Martin Short has a cottage on Lake Rosseau somewhere, in the Muskokas. I've been that way a few times, never bumped into him for some reason, lol.

22frahealee
Muokkaaja: maaliskuu 6, 2019, 12:00 pm

" ... a man has to indulge his vices by proxi " (the General, The Big Sleep)

" I need not add that a man who indulges in parenthood for the first time at the age of 54 deserves all he gets. "

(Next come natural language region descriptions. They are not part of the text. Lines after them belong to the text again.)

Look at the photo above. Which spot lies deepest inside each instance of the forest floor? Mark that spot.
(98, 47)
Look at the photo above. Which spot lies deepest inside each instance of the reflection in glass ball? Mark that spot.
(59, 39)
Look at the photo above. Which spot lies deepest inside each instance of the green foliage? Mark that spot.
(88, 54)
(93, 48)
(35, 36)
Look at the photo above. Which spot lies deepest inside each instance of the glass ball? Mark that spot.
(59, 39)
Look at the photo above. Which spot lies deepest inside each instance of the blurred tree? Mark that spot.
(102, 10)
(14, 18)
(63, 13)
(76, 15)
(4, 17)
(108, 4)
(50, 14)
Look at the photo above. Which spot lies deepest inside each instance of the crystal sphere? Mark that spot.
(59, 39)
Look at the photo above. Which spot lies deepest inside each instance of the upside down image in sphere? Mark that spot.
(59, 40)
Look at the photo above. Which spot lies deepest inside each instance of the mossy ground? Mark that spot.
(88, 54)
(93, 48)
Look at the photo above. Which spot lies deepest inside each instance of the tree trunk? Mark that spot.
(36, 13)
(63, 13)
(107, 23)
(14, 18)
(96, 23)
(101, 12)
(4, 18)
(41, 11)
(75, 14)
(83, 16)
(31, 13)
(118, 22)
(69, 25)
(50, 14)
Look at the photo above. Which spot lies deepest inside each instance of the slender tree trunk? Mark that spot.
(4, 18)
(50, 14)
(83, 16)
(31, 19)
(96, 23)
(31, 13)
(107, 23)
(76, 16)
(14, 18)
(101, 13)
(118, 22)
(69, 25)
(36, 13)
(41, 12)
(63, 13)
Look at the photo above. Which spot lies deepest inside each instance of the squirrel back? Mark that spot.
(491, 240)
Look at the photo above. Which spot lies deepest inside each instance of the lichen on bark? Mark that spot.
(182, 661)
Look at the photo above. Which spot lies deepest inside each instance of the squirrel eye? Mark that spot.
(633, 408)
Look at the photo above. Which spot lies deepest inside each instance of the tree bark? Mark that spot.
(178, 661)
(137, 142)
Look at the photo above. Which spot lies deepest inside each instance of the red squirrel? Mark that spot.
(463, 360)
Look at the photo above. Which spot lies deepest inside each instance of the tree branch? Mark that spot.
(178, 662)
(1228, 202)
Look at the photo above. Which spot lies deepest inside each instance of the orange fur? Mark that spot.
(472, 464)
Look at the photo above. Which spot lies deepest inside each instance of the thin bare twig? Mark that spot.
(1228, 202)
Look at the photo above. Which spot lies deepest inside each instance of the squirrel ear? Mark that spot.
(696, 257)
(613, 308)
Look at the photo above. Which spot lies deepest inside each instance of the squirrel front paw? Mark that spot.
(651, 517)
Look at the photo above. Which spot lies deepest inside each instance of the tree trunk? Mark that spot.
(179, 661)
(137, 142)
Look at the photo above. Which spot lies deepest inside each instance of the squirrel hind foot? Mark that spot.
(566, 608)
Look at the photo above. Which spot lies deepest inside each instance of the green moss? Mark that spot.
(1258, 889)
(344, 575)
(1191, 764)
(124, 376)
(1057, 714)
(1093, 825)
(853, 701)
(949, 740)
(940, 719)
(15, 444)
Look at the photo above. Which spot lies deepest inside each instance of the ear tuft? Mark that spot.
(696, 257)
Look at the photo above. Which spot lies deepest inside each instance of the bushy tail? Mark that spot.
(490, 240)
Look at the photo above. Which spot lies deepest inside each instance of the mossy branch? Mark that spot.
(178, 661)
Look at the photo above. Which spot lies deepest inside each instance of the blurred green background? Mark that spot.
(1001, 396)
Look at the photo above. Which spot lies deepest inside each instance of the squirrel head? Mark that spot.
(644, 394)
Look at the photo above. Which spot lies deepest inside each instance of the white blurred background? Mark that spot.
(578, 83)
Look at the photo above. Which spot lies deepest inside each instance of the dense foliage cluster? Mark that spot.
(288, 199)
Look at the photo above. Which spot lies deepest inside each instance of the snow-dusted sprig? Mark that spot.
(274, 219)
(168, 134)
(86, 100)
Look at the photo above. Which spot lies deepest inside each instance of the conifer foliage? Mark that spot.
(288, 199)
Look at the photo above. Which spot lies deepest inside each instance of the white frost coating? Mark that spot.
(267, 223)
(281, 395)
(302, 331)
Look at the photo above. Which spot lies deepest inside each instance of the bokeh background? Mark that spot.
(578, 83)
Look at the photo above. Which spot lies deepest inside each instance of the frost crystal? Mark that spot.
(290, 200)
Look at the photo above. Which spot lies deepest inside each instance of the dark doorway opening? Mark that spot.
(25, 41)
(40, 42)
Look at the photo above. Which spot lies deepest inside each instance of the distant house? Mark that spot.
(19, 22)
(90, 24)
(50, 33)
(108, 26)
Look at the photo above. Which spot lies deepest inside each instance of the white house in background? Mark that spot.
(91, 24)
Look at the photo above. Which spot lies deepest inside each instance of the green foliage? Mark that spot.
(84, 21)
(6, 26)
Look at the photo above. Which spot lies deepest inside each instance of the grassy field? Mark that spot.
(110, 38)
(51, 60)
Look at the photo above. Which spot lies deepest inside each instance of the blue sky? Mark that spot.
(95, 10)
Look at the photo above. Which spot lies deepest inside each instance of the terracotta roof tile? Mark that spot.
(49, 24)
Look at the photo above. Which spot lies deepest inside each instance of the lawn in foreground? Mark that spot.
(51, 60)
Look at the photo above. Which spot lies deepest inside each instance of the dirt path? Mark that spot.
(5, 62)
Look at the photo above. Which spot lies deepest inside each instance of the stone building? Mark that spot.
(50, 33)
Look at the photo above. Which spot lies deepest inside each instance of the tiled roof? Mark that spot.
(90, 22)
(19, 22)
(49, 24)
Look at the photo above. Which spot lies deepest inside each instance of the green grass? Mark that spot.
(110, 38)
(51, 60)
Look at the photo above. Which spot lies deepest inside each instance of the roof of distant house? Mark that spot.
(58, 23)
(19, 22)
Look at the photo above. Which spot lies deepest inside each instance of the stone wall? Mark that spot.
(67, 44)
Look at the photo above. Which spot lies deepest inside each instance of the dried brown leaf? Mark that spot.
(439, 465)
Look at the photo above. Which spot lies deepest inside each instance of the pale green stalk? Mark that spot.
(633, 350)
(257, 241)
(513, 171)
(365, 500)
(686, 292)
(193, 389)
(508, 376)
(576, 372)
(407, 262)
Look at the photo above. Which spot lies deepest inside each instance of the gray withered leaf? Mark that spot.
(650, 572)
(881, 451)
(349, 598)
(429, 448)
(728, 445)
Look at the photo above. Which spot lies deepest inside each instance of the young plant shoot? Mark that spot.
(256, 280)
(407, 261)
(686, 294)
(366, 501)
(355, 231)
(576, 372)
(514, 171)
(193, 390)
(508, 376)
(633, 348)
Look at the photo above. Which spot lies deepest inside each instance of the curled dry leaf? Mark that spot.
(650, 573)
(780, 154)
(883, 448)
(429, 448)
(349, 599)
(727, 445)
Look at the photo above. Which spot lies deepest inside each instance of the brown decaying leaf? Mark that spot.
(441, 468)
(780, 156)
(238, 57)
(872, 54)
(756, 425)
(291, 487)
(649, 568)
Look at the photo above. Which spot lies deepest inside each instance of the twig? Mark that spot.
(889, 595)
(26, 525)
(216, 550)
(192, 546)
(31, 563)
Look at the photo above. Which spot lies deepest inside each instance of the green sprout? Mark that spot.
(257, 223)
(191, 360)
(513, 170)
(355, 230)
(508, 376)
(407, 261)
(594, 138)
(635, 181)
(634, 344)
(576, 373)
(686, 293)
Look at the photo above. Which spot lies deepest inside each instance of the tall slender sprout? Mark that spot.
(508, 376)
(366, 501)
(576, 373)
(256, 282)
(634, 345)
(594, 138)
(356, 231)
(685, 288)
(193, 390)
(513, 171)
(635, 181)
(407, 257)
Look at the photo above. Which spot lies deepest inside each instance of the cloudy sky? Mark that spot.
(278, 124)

Although a six hour audiobook was not my first choice for this story, it became available so I sussed it out and it wasn't too terrible at all. Biting wit became evident in the first ten minutes. Soaked in sarcasm and cynicism which places him (Marlowe) in the perfect aloof position to accomplish his sleuthing tasks.

Descriptions dripped with a sense of place, a sense of humour, and a sense of wisdom beyond the words spoken/written. Here I thought the film was successful due to Bogie/Bacall but it's all there in the text! Loved it. Looking forward to the whole film (have seen trailers and snippets of it over the years). Should not have waited so long for this one. Shame on me. =) I polished off The Maltese Falcon the same way (7hr audio).

>21 Cecrow: I got married at St. John the Baptist RC church near Minett but it was not close enough to his cottage further up the lake to make crossing paths a possibility. I didn't realize his family was so close to Tom Hanks and Kurt Russell, etc. I learned a lot from his well chosen stories. I have no Netflix but have caught bits they do together on talk shows (youtube). I have no tv service, just an old screen with a dvd/Blu-ray player. I am happy to be old-school. Makes books my priority.